# Need help identifying ant



## Daves92gt (Jul 29, 2012)

Can someone identify what type of ant this is? It was hard to measure it, as it keeps running around, but seems to be between 5-6mm in size. I found it in my bathtub by a small pool of water left in it. I do not believe there is a nest in my house, as this is only the second ant I've seen in as many months. I have not found any in my kitchen or on food that was left out. I do have an ant hill about 15 feet from my front door. 

I managed to capture it and have attached a couple photos.

Thank you


----------



## jlhaslip (Dec 31, 2009)

It's not a Carpenter Ant or there would be beer cans all around it.

LOL


----------



## Daves92gt (Jul 29, 2012)

That was my main worry was it being a carpenter ant. Like I've said I haven't seen any evidence there's a nest in my house. I also haven't seen any of the signs I read about for them, such as wood shavings. I even opened a few spots in my walls since I'm remodeling anyway, but didn't see anything. I'm probably just paranoid since I've heard of the damage they can cause.


----------



## erikjamison (Feb 23, 2017)

You must consult company dealing in termite services. They will not only help you get rid of stress caused due to the termites but will also save a lot of your time.


----------



## BIG Johnson (Apr 9, 2017)

Looks like a carpenter ant.


----------



## Bud9051 (Nov 11, 2015)

The good news is now you know there is an access point, actually many, so you need to take normal precautions th stop all insects from entering. Our homes are far from being glass bottles.

I found a trail of ants one time near my new building under construction. Curious and not wanting them to be setting up housekeeping i FOLLOWED THE LINE. Over 100 yards away I came to a huge mound and untold number of ants.

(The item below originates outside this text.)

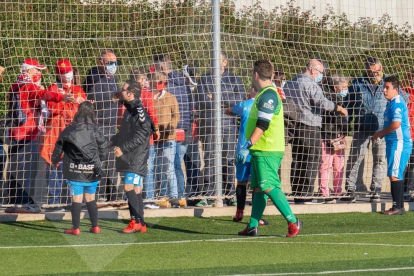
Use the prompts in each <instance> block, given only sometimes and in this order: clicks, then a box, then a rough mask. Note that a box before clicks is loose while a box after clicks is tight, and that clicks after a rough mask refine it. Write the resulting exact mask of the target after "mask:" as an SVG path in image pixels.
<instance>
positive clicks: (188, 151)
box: [184, 141, 201, 196]
mask: <svg viewBox="0 0 414 276" xmlns="http://www.w3.org/2000/svg"><path fill="white" fill-rule="evenodd" d="M184 162H185V170H186V173H187V187H186V193H187V194H193V195H195V196H197V195H199V192H201V187H199V179H198V178H199V176H200V173H201V172H200V168H201V159H200V153H199V146H198V141H192V142H191V143H189V144H188V148H187V153H186V154H185V155H184Z"/></svg>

Point is, they can travel a long ways when they go feeding or looking for new territory. The ant hill you are aware of needs to go along with a plan to treat youe surrounding property to discourage new residents.

It is just part of being a home owner.

Bud


----------



## ChicoBugGuy (May 4, 2017)

Yes it is a carpenter ant. This sometimes will freak people out. Carpenter ants cause much less damage than termites and control is fairly easy. 

Any non pyrethroid, non repelent spray should work really good against this type of ants. Several companies also make gel baits specific to carpenter ants.


----------



## JIMMIEM (Nov 17, 2016)

It's not uncommon to see a few carpenter ants in the house in early Spring. If you see a lot of them then you have a problem. If you see a lot of them trace their entry point. They like damp wood, so check for rotting wood outside or damp house wood.


----------



## KPDMinc (Nov 7, 2016)

jlhaslip said:


> It's not a Carpenter Ant or there would be beer cans all around it.
> 
> LOL



and a local union steward making sure he takes a break


----------